Differential diagnosis between usual interstitial pneumonia (UIP) and nonspecific interstitial pneumonia (NSIP) assessed by high-resolution computed tomography (HRCT)

Radiol Med. 2005 May-Jun;109(5-6):472-87.

Abstract

Purpose: The aim of this study was to assess the accuracy of high-resolution CT in the differential diagnosis between UIP and NSIP, and the correlations with histological and functional findings.

Materials and methods: Patients underwent thin-collimation spiral CT (1 mm), with 10-mm interval. Pulmonary function was assessed with a pneumotacograph and body plethysmograph connected with a computer for data analysis. Three pathologists, blinded to the clinical and functional data, provided a histological diagnosis based on established criteria reported in the literature.

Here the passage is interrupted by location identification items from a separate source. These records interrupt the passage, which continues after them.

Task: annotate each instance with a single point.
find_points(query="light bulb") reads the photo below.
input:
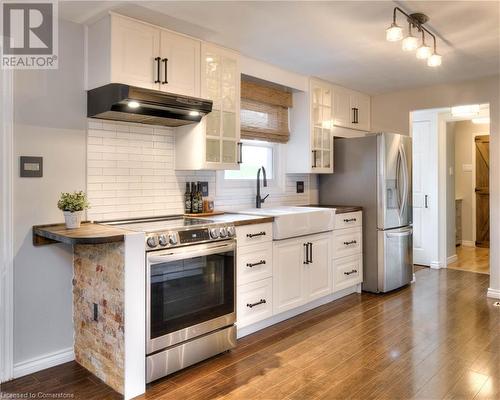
(393, 33)
(434, 60)
(423, 52)
(410, 43)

The study group only included patients with a histological diagnosis of either UIP or NSIP.

Results: We achieved a correct diagnosis of NSIP in 86.6% of cases (76.4% sensitivity; 84.6% specificity), whereas UIP was correctly diagnosed in 73.3% of cases (84.6% sensitivity; 76.5% specificity). An 80% agreement was achieved between the HRCT and histological findings in the whole case series (73% sensitivity, 87% specificity, p<0.01).

Conclusions: The most important finding of our study was that a ground glass appearance equal to or greater than 15% is highly suggestive of NSIP. Therefore, our results could be useful to confirm a suggested diagnosis of NSIP.